Large Ideas Expressed In Small
Diary of a Shutdown
So, I went to the dentist on company time.
Dental work just seems more deserving than beauty work.
I announce to the department that I have scheduled “down time” in my office everyday through July from 3-4 p.m. when anyone can come by anytime to talk, vent or visit. We’ll see if this is helpful for a month and then decide to continue or try something different next month.
I just think, I actually know that
this is the time to do things radically different from
the routine. I know that if we keep doing the same
things, we’ll dig ourselves into a hole.
Frank says, “Missing bonus again is gonna hurt. This is really going to break their spirit, Elizabeth.”
I think their hearts are already broken, but missing this bonus is an allowable way to talk about the rage and hurt.
Of course, HR is behind us all the way. Today my boss, Dan, worried, “Everybody get ready to review all of your absenteeism reports and deal with the offenders accordingly. Paul found out that there are over 70 people at this site that have over 40 hours absent. As far as he’s concerned, that’s just stealing from the company.”
What makes this even more surreal is that the rest of the company is allowed 80 hours absent, but that policy change did not extend to us because we’re shutting down.
I get called to a meeting about SC 23 property. I have been given a 15-page (font size 2) legal paper list of equipment that I am supposed to locate, and decide if it goes to the transfer site or stays where it is. Maggie is trying to be helpful, but there is no location recorded for any of the equipment and no record of whom used it last. I think of a real quick way to do this task—mark off everything as going to the transfer site, and let them find it. I’m mulling this over when she tells me that this report was due last week. I respond, “Sorry, I was busy building 35 units.” She knows this is my second record-breaking month. So there.
I’m going to counsel them. Now that my teeth are fixed and my hair is done.
We end the day with another sour meeting, griping, complaining and backbiting. This is two days in a row and I hate the thought that we could all end this way, disintegrated into petty battles, sour grapes, old grudges and feuds.
I want us to “go bravely.” I want us to hold hands high in a sign of defiance and drive off the cliff full speed in an old convertible with the radio blaring.
The finance department has gone over
the edge. Either that, or they should take the next round
of drug tests. Today they hosted their own pizza party,
with company funds.
So, I’ve decided to learn as much about the money flow as possible. I am really enjoying the terminology. Today I learned about “negative earnings” and “economic profit.” I almost giggled and said, “That would be losses, right?” but I didn’t. I wondered—what other kind of profit is there, but not out loud. When learning a new language, on the field of battle, never make fun of it.
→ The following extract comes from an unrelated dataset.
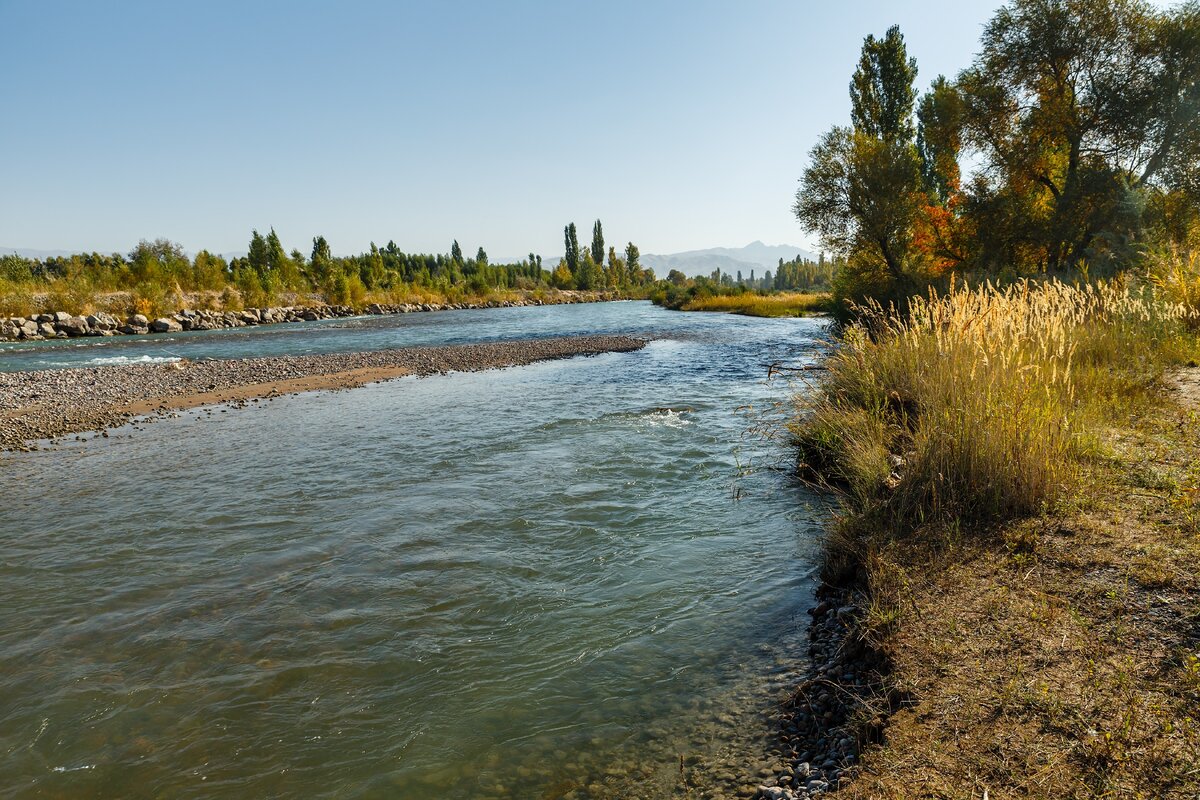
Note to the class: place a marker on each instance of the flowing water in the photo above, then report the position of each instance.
(580, 578)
For the first time, coming into the home office report on our site statistics, I don’t feel guilty or ashamed for being from a site that is being shutdown. Why should I? I didn’t do anything wrong.
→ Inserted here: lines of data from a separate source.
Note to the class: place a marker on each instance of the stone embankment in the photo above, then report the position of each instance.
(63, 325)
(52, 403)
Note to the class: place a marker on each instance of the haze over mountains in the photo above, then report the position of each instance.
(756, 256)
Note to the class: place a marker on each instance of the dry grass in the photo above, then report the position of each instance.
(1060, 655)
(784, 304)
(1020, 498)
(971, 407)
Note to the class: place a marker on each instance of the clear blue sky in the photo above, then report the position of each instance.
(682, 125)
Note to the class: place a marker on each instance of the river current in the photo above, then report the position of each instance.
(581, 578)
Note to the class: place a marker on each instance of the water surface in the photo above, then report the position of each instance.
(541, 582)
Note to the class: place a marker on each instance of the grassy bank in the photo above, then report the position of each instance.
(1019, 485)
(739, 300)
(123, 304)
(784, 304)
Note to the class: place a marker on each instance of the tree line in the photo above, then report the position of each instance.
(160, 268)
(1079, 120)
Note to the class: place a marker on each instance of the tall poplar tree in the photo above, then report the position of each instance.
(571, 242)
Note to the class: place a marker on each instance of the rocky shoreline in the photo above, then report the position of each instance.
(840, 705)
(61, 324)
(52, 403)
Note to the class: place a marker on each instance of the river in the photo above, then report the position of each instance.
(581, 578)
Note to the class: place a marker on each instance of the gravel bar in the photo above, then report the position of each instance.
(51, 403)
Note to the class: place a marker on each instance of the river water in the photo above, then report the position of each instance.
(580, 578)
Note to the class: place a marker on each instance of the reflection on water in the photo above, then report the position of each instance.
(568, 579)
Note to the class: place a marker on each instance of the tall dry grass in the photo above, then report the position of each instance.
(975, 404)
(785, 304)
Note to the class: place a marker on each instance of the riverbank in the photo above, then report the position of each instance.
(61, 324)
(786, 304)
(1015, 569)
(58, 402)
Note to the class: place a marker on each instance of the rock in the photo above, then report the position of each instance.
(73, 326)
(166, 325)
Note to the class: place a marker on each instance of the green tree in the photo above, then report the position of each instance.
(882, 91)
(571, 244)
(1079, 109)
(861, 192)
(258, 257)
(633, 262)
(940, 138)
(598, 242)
The meeting starts with a warning from Webster Long who is the statistics team leader, “Our Annual Operating Plan was declared DOA in headquarters. We’re not anywhere close to the savings, efficiencies, productivity improvements that we promised we would get with the mergers and acquisition and consolidations.”
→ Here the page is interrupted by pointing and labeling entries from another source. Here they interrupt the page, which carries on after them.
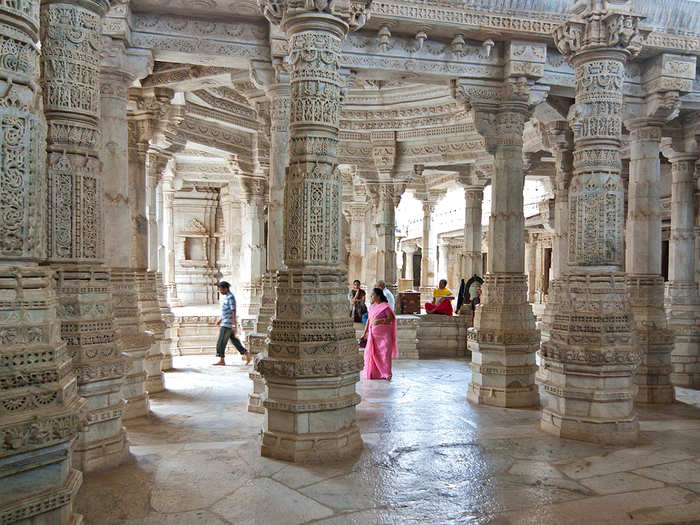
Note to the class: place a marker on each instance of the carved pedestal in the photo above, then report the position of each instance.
(41, 412)
(503, 345)
(133, 341)
(590, 360)
(153, 324)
I notice that no one here ever says “shutdown.”
He threatens, “Now we’re going to have to get real aggressive in our financial goals, or else.”
This seems like we amputated a leg and now we’re complaining about the bleeding, so we’re going to amputate the other leg.
Andrew from Newark says, “We shouldn’t be expected to forecast improvements next year because our workforce is getting older and they’re stuck in their ways and getting more and more stubborn. Old dogs, new tricks, you know.”
I find this comment so ridiculous that I comment, “Let’s talk to Andrew in a couple of years and see if he still holds to that theory.” General laughter, Andrew flushes.
Who appointed you? How can you still be in business?
By the time we review the safety report, I have had too much. The general consensus comes from Webster Long, “Why should we even report this? We can’t control any of this. I know this is required by OSHA but what does it really mean... Why are you looking at me like that, Elizabeth?”
“Because I can’t imagine telling the steering committee or anyone else that we are going to track quality, delivery and financial results, but when it comes to safety, which is a basic human right, we aren’t even going to report it.”
The smug management attitudes that get aired out at that point are appalling to me.
“What do I care if some guy hurts himself playing touch football and blames it on the company?”
“Hey, guys, check this out, this month we announced layoffs and we had the most injuries ever.”
Have they never been laid off? Have they never cared about someone who has been? And why are they still in business?
I am lost behind enemy lines. Do I plan my escape, do some damage, or organize a revolt?